Happy? You're ready for a happy moment? Happy's when Big Roy lumbers into the house after another 14-hour workday, sees Little Roy and his sister Tiffany wriggling around to some R&B and snorts, "You kids don't know how to dance," and then starts doing the Funky Chicken and the Shovel around the room. Really happy? "You never saw Big Roy happier than when he was at a cockfight," says Wilfred Grant, a friend from north of Pensacola. "Happy like a little kid openin' his presents on Christmas mornin'." Happy like a man who's in a place that proves what he always suspected about life, a man in the pit where all complexity vanishes and every male bird has but one choice: conquer or die.

Little Roy can't help it; he gets swept up in it too. He's in a war for survival, just like the birds, and he's looking everywhere for clues. What makes the blue-gray rooster do what he does that day at the cockfight in Prairieville, La.? What makes him stagger—all but comatose, being pecked and slashed to pieces—to the pit wall, use it like a crutch to hold himself upright and somehow end up killing his opponent at the end of a two-hour war? There's a lesson his father never taught him. Everything can be a survival skill. Even leaning.

Little Roy goes out in his yard and studies the birds that Big Roy collects. The way the male bitties have to scurry out of the way of their fathers from the day they're born, the way fathers and sons must be placed in separate cages by the time the offspring reach six months so they don't kill one another.

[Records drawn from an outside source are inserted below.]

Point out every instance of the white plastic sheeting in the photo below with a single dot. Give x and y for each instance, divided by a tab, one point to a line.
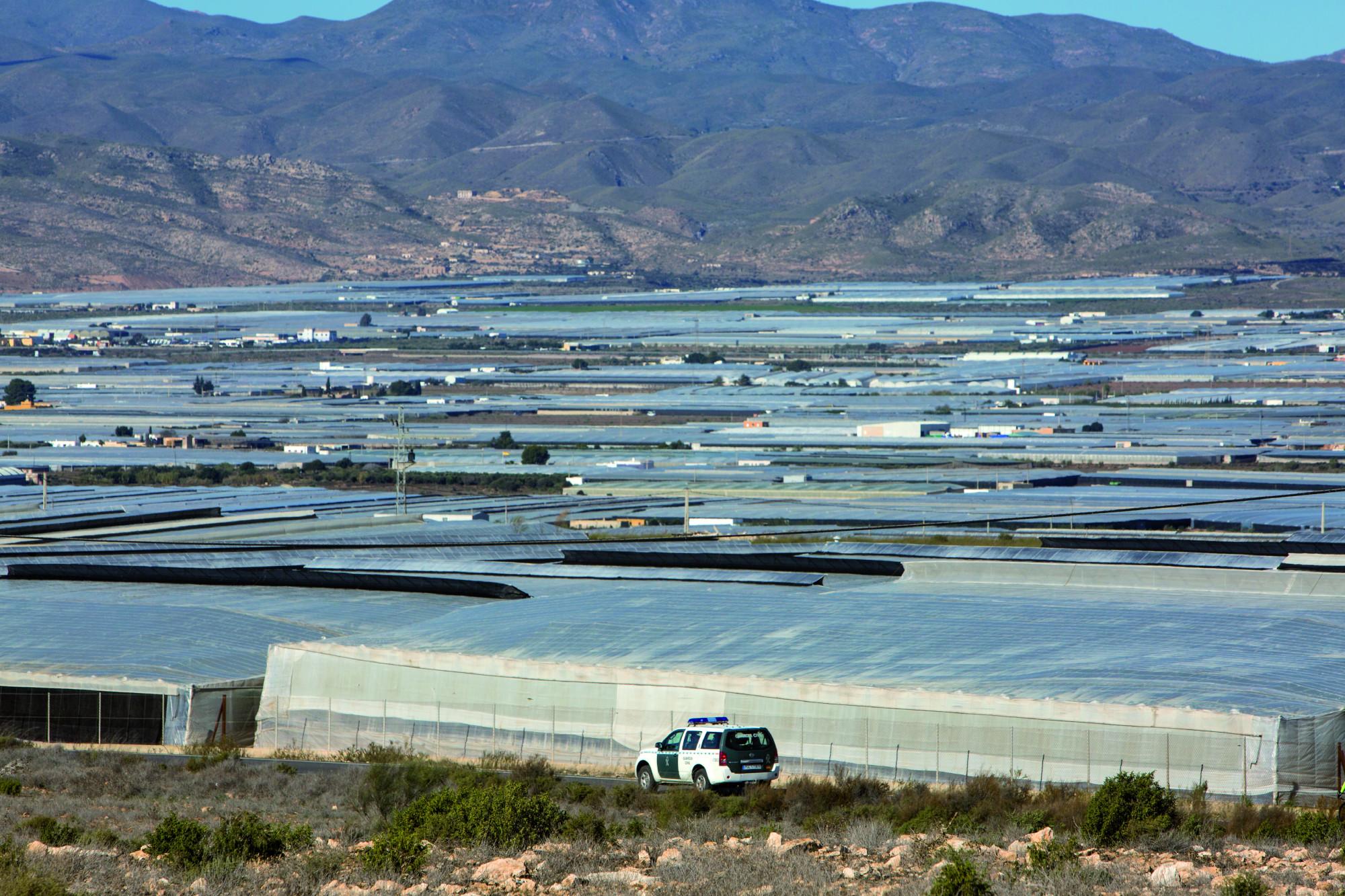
1059	673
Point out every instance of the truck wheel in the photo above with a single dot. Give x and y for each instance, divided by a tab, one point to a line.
646	778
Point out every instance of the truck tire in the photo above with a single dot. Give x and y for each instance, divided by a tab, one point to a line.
701	780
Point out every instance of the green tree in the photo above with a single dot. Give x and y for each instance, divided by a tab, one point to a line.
20	392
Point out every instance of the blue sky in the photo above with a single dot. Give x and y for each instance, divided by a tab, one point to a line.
1270	30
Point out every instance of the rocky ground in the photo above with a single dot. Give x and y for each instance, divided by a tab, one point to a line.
81	822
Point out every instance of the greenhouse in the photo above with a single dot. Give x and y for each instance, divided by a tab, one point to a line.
1055	673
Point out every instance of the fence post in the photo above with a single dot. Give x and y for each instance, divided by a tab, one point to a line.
938	748
866	745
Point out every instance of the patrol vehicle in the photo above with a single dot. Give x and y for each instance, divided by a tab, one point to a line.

It soothes him. Maybe there's nothing so wrong with the way he's growing up. Maybe it's just how God makes fathers and sons.

He's 15 now, wearing shoes his feet are about to come through. He's learning the game. He won't ask his father for new shoes. He's riding home from three fights in Mississippi, feeling the way roosters who make it out of the pit must feel. Just beat a kid in a high school gym in Ocean Springs, tattooed another at the Air Force base in Biloxi and then polished off one for the road at a golf course in Gulfport—all in one day. His soul emerges in the ring; he struts and preens the way the great fighting roosters do. He has already won the National Junior Olympics title at 119 pounds. Slick? It's like Jackie Holley, a woman who also trained under Big Roy, says: "Snot and okra had nothin' on Little Roy when it come to slick." His career is so different from the old man's. The boy's opponents barely touch him. He'll be rocked only once, during an amateur fight against Frankie Liles, but won't go down.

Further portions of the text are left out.